In both organizational development and software engineering, Capability Maturity Models serve as process improvement approaches. Through this, organizations get to assess essential elements, resulting in effective process improvement. Business Process Management governance and Capability Maturity Models allow product developers to achieve great levels of maturity in the software development process. Harmon (2007) points out that there are a number of factors that determine the maturity process of a software product in an enterprise.
These factors include strategic planning as outlined by an organization, organizational culture and the type of technology that an organization takes on. Capability Maturity Models offer practical dimensions for constructing Business Process Management applications in software engineering. Because this is so, Business Process Management governance provides efficient productivity for realizing gains accrued from application of Capability Maturity Models. Capability Maturity Models contain five maturity levels of software processes (“What is Capability Maturity Model”).

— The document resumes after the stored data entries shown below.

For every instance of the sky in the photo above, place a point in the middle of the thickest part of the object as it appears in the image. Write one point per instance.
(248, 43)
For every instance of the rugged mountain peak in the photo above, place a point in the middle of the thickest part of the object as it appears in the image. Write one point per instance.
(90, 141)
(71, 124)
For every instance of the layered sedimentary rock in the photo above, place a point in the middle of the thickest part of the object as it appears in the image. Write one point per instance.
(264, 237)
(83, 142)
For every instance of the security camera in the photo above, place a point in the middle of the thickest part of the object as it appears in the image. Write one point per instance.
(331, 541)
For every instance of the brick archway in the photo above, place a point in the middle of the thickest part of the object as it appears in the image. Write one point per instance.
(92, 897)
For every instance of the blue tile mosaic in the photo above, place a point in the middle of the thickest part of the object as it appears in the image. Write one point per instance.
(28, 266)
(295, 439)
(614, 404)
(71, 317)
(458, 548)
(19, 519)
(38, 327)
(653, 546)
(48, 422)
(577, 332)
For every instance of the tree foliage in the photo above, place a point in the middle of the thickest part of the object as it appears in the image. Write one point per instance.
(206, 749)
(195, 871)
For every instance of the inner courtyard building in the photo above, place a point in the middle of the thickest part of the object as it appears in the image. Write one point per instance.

At the first level, processes are muddled and untidy. It is unlikely to prove successful and can only be carried out once. Success comes from an individual’s efforts. Basic project management techniques are established at the repeatable level. This is an extension of the first level as successes can be repeated as the necessary processes have already been established, defined and documented. The defined level comes next. This level is where an organization develops its own standard software process.
This is brought about through documentation, consistency, and assimilation. The managed level is when an organization observes and has power over its own processes through data collection and analysis (“What is Capability Maturity Model”). Lastly is the optimizing level. On this level, processes are continually being enhanced through examining feedback from current processes and initiating innovative process to supply the organization’s particular needs. A good relationship between a Capability Maturity Model and Business Process Management governance shows that the levels and principles in diverse dimensions of maturity are as a result of the software development process.

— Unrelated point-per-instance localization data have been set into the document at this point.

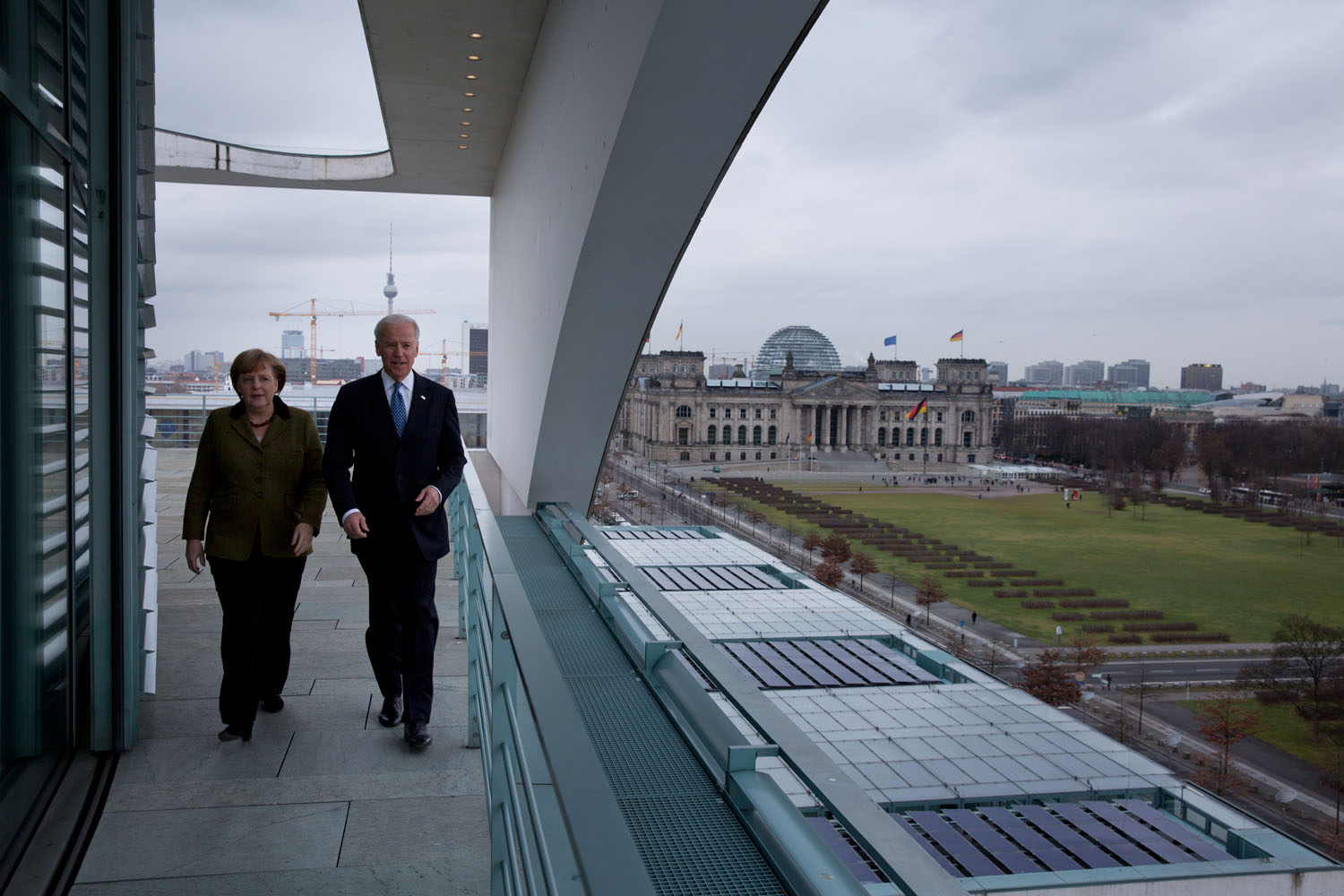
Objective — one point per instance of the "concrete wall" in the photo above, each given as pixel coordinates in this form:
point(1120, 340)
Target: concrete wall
point(629, 116)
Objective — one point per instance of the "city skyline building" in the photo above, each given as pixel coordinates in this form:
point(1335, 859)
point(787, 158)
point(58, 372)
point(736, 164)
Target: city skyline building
point(1045, 374)
point(1088, 373)
point(1132, 374)
point(292, 343)
point(1202, 376)
point(476, 343)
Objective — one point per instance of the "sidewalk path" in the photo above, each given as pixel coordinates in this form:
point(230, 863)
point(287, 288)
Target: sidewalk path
point(323, 799)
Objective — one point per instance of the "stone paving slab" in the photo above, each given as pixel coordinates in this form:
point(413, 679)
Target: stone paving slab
point(271, 791)
point(437, 877)
point(190, 814)
point(433, 828)
point(185, 842)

Business Process Management governance is fundamentally a programming paradigm involving business developers. This relationship helps to construct corporate assets that try to automate business rules and processes, integration components and information models. Additionally, Business Process Management governance supports the exact methodologies that sustain the development of Capability Maturity Models, as these models deal with the penetration of Business Process Management models in organizations.

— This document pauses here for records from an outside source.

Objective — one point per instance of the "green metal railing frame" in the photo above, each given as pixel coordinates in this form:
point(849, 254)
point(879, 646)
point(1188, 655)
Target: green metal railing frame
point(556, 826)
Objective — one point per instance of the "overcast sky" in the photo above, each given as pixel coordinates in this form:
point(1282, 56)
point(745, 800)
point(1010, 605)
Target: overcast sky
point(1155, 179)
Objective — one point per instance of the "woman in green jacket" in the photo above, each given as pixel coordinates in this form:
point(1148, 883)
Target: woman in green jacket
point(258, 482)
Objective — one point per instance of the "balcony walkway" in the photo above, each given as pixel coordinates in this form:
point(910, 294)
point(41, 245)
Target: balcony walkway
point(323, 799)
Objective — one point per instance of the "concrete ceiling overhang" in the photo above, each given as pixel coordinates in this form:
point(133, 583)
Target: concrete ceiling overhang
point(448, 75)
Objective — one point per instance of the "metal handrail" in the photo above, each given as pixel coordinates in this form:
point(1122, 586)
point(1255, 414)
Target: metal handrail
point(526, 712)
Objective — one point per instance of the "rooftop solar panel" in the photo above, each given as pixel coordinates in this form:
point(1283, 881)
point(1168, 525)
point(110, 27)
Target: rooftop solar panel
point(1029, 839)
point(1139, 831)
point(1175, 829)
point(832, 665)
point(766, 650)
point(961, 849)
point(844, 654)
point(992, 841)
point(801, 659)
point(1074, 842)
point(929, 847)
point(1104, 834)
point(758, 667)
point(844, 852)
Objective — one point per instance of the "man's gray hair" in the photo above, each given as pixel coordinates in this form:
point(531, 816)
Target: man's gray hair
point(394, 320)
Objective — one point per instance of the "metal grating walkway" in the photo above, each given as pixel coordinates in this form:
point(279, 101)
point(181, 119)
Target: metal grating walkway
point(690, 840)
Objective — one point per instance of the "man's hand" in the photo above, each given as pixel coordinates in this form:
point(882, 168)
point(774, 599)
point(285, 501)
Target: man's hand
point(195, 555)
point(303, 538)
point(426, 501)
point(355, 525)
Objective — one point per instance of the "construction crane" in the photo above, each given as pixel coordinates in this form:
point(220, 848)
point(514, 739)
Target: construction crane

The overall goal of the maturity models is to connect key corporate performance indicators with executive processes and rules. The value of Business Process Management governance and Capability Maturity Models is that cost benefits and increased customer satisfaction can be provided (Turban et al., 2010). No matter the benefits of these approaches, an organization’s strategy should drive these two approaches. Bibliography Harmon, O. Business Process Change: A guide for Business Managers and BPM and six Sigma professionals.
Burlington: Morgan Kaufmann. 2007. Print. Rainer, R. and C. Cegielski. Introduction to INFORMATION SYSTEMS. 3rd ed. John Wiley & Sons (Asia) Pte Ltd. 2011. Print. Turban, E., David King, Jae Lee, Ting-Peng Liang, and Deborrah Turban. Electronic Commerce 2010: A Managerial Perspective. 6th ed. Pearson. 2010. Print. “What is Capability Maturity Model.” searchsoftwarequality.techtarget.com SearchSoftwareQuality.com, n.d. Web. 1 Jun. 2011.